Alla fermata di Capannelle posta in corrispondenza della fermata FS omonima salgono una giovane coppia di turisti nordeuropei che chiedono il biglietto all'autista, e lui risponde che non li vende. 

I due ragazzi rimangono male - da loro credo non esistite che si viaggi senza biglietto - ma continuano il viaggio, ed alla fine si arriva all'aeroporto. 

Ora, quello che io dico è che, a parte l'indubbia comodità del collegamento, servirebbero un paio di cose: 

  1. Un maggior controllo sui mezzi, stante la presenza dei due baby-teppistelli a cui ho prima accennato (ma qui a Roma ormai i controllori si vedono comunque pochissimo, altro che lotta all'evasione...); 
  2. Impiegare su questa linea autisti che sappiano parlare anche l'inglese, data la forte affluenza di turisti stranieri. 
  3. E non sarebbe sbagliato abilitare i conducenti di questa linea anche a vendere i titoli di viaggio, oppure mettere macchinette emettitrici a bordo dei bus ivi impiegati.

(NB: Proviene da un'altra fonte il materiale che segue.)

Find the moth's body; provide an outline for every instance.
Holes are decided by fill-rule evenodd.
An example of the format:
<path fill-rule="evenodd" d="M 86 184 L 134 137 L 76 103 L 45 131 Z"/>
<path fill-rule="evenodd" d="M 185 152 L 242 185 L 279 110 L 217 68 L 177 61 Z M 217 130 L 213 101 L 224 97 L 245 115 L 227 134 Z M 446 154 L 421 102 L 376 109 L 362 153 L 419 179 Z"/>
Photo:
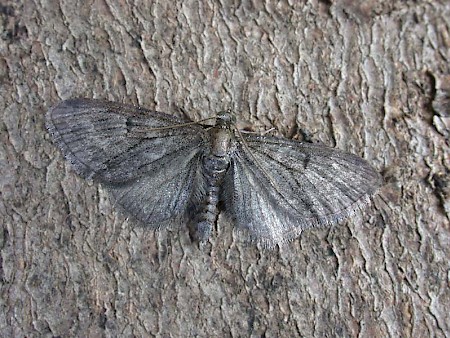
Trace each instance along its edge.
<path fill-rule="evenodd" d="M 194 229 L 191 229 L 191 237 L 199 242 L 204 242 L 210 237 L 219 215 L 217 205 L 220 189 L 230 166 L 230 152 L 233 146 L 231 121 L 230 114 L 222 113 L 217 117 L 216 125 L 208 130 L 211 146 L 202 159 L 206 195 Z"/>
<path fill-rule="evenodd" d="M 349 216 L 381 182 L 356 155 L 242 135 L 227 112 L 205 127 L 74 99 L 49 110 L 46 125 L 75 171 L 104 184 L 134 219 L 152 229 L 189 224 L 200 242 L 209 238 L 218 206 L 236 228 L 270 247 Z"/>

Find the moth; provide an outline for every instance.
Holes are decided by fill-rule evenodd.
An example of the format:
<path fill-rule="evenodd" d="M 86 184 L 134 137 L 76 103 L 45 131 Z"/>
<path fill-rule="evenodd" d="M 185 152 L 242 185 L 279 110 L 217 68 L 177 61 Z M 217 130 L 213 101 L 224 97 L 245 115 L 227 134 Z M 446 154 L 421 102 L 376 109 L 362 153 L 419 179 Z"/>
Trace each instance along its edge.
<path fill-rule="evenodd" d="M 219 209 L 271 247 L 361 209 L 381 184 L 360 157 L 321 144 L 242 133 L 233 114 L 215 125 L 119 103 L 71 99 L 46 126 L 74 170 L 152 229 L 187 225 L 204 243 Z"/>

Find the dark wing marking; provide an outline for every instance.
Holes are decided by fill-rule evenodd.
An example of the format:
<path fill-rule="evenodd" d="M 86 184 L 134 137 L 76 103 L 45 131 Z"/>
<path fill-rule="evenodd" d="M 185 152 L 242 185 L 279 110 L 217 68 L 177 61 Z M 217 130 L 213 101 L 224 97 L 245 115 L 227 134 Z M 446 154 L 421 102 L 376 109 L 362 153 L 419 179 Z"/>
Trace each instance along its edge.
<path fill-rule="evenodd" d="M 356 155 L 319 144 L 243 135 L 222 200 L 238 229 L 267 246 L 333 224 L 368 202 L 380 176 Z"/>

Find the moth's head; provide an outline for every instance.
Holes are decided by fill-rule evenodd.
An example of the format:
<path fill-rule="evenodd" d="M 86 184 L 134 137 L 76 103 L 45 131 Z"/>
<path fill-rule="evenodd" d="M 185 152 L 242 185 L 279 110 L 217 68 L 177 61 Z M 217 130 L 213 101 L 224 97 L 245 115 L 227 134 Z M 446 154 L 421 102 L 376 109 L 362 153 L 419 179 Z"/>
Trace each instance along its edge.
<path fill-rule="evenodd" d="M 236 124 L 236 115 L 230 109 L 217 113 L 216 125 L 229 127 Z"/>

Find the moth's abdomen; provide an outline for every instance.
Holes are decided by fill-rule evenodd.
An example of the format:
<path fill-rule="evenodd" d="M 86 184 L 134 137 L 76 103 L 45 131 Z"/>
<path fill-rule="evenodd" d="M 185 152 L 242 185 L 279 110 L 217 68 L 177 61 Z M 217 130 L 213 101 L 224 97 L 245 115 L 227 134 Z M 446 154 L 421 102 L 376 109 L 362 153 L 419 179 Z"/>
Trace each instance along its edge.
<path fill-rule="evenodd" d="M 206 196 L 200 213 L 197 216 L 194 229 L 191 229 L 191 237 L 199 242 L 206 241 L 217 221 L 219 209 L 220 185 L 229 166 L 228 156 L 209 155 L 203 158 L 203 175 L 206 181 Z"/>

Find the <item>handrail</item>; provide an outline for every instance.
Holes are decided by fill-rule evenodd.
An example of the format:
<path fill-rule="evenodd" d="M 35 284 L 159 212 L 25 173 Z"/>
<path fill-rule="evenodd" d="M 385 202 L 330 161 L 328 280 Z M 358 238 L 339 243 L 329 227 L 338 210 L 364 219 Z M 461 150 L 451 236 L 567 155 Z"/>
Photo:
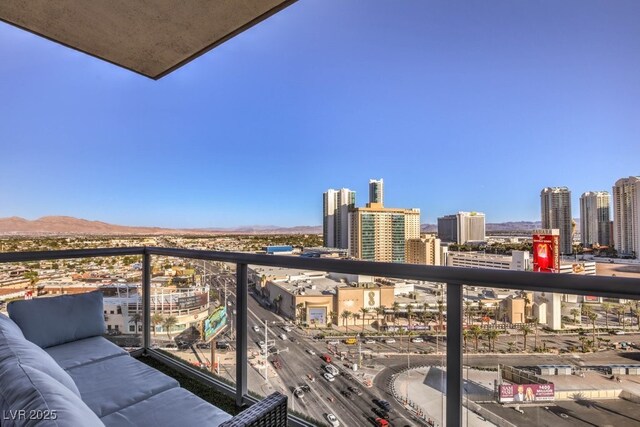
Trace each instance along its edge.
<path fill-rule="evenodd" d="M 415 264 L 381 263 L 326 258 L 304 258 L 263 255 L 241 252 L 219 252 L 161 247 L 127 247 L 73 249 L 37 252 L 0 253 L 0 263 L 28 262 L 52 259 L 93 258 L 105 256 L 141 255 L 143 258 L 143 295 L 145 295 L 145 333 L 143 345 L 149 350 L 150 287 L 152 255 L 221 261 L 236 264 L 239 316 L 237 330 L 246 330 L 247 266 L 263 265 L 335 273 L 393 277 L 447 284 L 447 426 L 458 426 L 462 420 L 462 286 L 486 286 L 506 289 L 525 289 L 539 292 L 570 293 L 613 298 L 640 299 L 640 279 L 625 277 L 584 276 L 578 274 L 550 274 L 526 271 L 490 270 L 465 267 L 441 267 Z M 242 311 L 242 313 L 240 312 Z M 236 374 L 236 403 L 241 405 L 247 395 L 247 338 L 239 335 L 236 358 L 241 363 Z M 242 365 L 242 366 L 240 366 Z"/>
<path fill-rule="evenodd" d="M 578 274 L 542 274 L 529 271 L 441 267 L 432 265 L 398 264 L 327 258 L 304 258 L 283 255 L 263 255 L 242 252 L 220 252 L 150 246 L 72 249 L 59 251 L 3 252 L 0 253 L 0 263 L 144 255 L 145 253 L 150 255 L 164 255 L 249 265 L 395 277 L 400 279 L 423 280 L 461 285 L 469 284 L 493 288 L 524 289 L 541 292 L 563 292 L 614 298 L 640 298 L 640 279 L 628 277 L 613 278 L 605 276 L 583 276 Z"/>

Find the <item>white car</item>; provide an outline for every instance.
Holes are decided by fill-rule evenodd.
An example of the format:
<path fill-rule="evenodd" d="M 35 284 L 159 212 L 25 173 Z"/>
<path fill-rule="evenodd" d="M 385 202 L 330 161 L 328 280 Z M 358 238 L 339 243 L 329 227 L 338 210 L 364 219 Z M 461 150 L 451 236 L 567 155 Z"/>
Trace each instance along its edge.
<path fill-rule="evenodd" d="M 260 327 L 257 326 L 257 325 L 254 325 L 253 326 L 253 330 L 256 331 L 256 332 L 260 332 Z"/>
<path fill-rule="evenodd" d="M 365 344 L 375 344 L 376 340 L 372 340 L 372 339 L 368 339 L 368 340 L 364 340 Z"/>
<path fill-rule="evenodd" d="M 384 340 L 384 342 L 386 342 L 387 344 L 395 344 L 396 340 L 394 340 L 393 338 L 387 338 L 386 340 Z"/>
<path fill-rule="evenodd" d="M 327 341 L 327 344 L 329 344 L 329 345 L 338 345 L 338 344 L 340 344 L 340 341 L 338 341 L 338 340 L 331 340 L 331 341 Z"/>
<path fill-rule="evenodd" d="M 412 338 L 411 342 L 424 342 L 424 340 L 422 338 L 418 337 L 418 338 Z"/>
<path fill-rule="evenodd" d="M 329 372 L 325 372 L 324 374 L 322 374 L 322 376 L 324 377 L 325 380 L 329 381 L 329 382 L 333 382 L 336 379 L 333 377 L 333 375 L 331 375 Z"/>
<path fill-rule="evenodd" d="M 327 421 L 329 421 L 331 427 L 340 427 L 340 421 L 333 414 L 327 414 Z"/>
<path fill-rule="evenodd" d="M 308 348 L 308 349 L 307 349 L 307 353 L 309 353 L 309 354 L 310 354 L 310 355 L 312 355 L 312 356 L 315 356 L 315 355 L 316 355 L 316 352 L 315 352 L 315 351 L 313 351 L 313 350 L 311 350 L 310 348 Z"/>
<path fill-rule="evenodd" d="M 285 330 L 285 332 L 291 332 L 291 328 L 290 328 L 290 327 L 288 327 L 288 326 L 285 326 L 285 327 L 284 327 L 284 328 L 282 328 L 282 329 L 284 329 L 284 330 Z"/>

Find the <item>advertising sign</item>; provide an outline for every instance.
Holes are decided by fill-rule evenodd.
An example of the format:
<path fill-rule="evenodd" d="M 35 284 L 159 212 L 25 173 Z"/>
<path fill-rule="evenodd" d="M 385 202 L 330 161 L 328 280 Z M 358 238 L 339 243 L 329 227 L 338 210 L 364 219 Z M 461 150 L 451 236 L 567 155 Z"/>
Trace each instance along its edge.
<path fill-rule="evenodd" d="M 207 305 L 208 295 L 205 293 L 178 298 L 178 308 L 189 309 Z"/>
<path fill-rule="evenodd" d="M 533 235 L 533 271 L 560 272 L 560 236 L 555 234 Z"/>
<path fill-rule="evenodd" d="M 309 322 L 316 321 L 317 325 L 327 323 L 327 309 L 325 307 L 309 308 Z"/>
<path fill-rule="evenodd" d="M 213 313 L 204 319 L 202 327 L 202 339 L 205 342 L 211 341 L 213 338 L 227 326 L 227 307 L 220 306 Z"/>
<path fill-rule="evenodd" d="M 503 402 L 548 402 L 555 399 L 553 384 L 502 384 L 500 403 Z"/>

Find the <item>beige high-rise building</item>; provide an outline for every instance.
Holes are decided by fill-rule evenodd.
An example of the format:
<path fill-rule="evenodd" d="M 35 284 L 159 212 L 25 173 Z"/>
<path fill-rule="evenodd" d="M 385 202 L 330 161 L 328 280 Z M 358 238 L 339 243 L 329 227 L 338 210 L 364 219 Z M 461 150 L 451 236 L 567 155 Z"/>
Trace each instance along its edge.
<path fill-rule="evenodd" d="M 613 241 L 618 254 L 640 256 L 640 176 L 613 186 Z"/>
<path fill-rule="evenodd" d="M 420 209 L 368 203 L 350 216 L 349 255 L 366 261 L 405 262 L 408 239 L 420 237 Z"/>
<path fill-rule="evenodd" d="M 347 249 L 349 210 L 356 204 L 356 193 L 348 188 L 329 189 L 322 195 L 322 237 L 328 248 Z"/>
<path fill-rule="evenodd" d="M 571 191 L 567 187 L 546 187 L 540 192 L 542 228 L 560 230 L 560 253 L 573 252 Z"/>
<path fill-rule="evenodd" d="M 609 246 L 609 193 L 587 191 L 580 196 L 580 240 L 585 247 Z"/>
<path fill-rule="evenodd" d="M 440 265 L 440 239 L 435 236 L 408 239 L 405 252 L 408 264 Z"/>

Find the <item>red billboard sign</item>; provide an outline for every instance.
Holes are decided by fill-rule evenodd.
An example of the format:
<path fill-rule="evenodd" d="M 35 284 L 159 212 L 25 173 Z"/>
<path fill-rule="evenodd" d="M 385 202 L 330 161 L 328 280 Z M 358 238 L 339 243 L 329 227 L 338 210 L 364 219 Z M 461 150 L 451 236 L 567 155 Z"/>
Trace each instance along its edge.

Sebbene l'idea dell'autista bigliettaio sia impraticabile in quasi tutta Roma, ritengo che probabilmente in questo tipo di linee potrebbe essere sperimentato, per le altre due considerazioni, credo che basterebbe il buon senso. Quale è la tua opinione? 

Commenti

Anonimo ha detto…
Non capisco cosa c'entri il "buon senso": io sono d'accordo con l'autore dell'articolo. Prima di tutto, i controllori si vedono a Roma troppo poco e solo su certe linee ed in certe zone, e pochi conducenti parlano l'inglese (per esempio, a Lisbona tutti i tramvieri lo parlano, oltre al portoghese). Circa l'infattibilità dell'autista-bigliettaio, è un discorso discutibile, perchè prima di tutto lo si fa in moltissime città europee e mondiali, ma anche in alcune altre città italiane, o lo si sta sperimentando; in secondo luogo, io lo vedrei come l'unica soluzione all'evasione tariffaria su linee a scarsa frequentazione, dove i controllori di fatto non vanno mai. Del resto, chi ha una certa età o chi conosce la storia del trasporto pubblico romano, sa che l'autista-bigliettaio esisteva tempo fa, a Roma, su alcune linee ATAC esercitate con i microbus dove non c'era il fattorino. E' chiaro che bisognerebbe valutare, linea per linea, zona per zona, dove lo si potrebbe fare e dove no, nonchè bisognerebbe apportare delle modifiche contrattuali anche ai conducenti, nonchè predisporre tutto un apparato, un sistema atto ad abituare la gente a questa novità, prevedendo altresì dei sistemi di tutela del conducente, eventualmente prevedendo, i primi tempi, un secondo agente di sussidio all'autista, o alcuni vigili urbani a bordo. A proposito di questi ultimi, a Torino e Verona in alcuni casi icontrollori sono scortati da agenti della Poliziza Locale; sarebbe il caso di farlo anche qui a Roma, specie in situazioni o in zone "calde".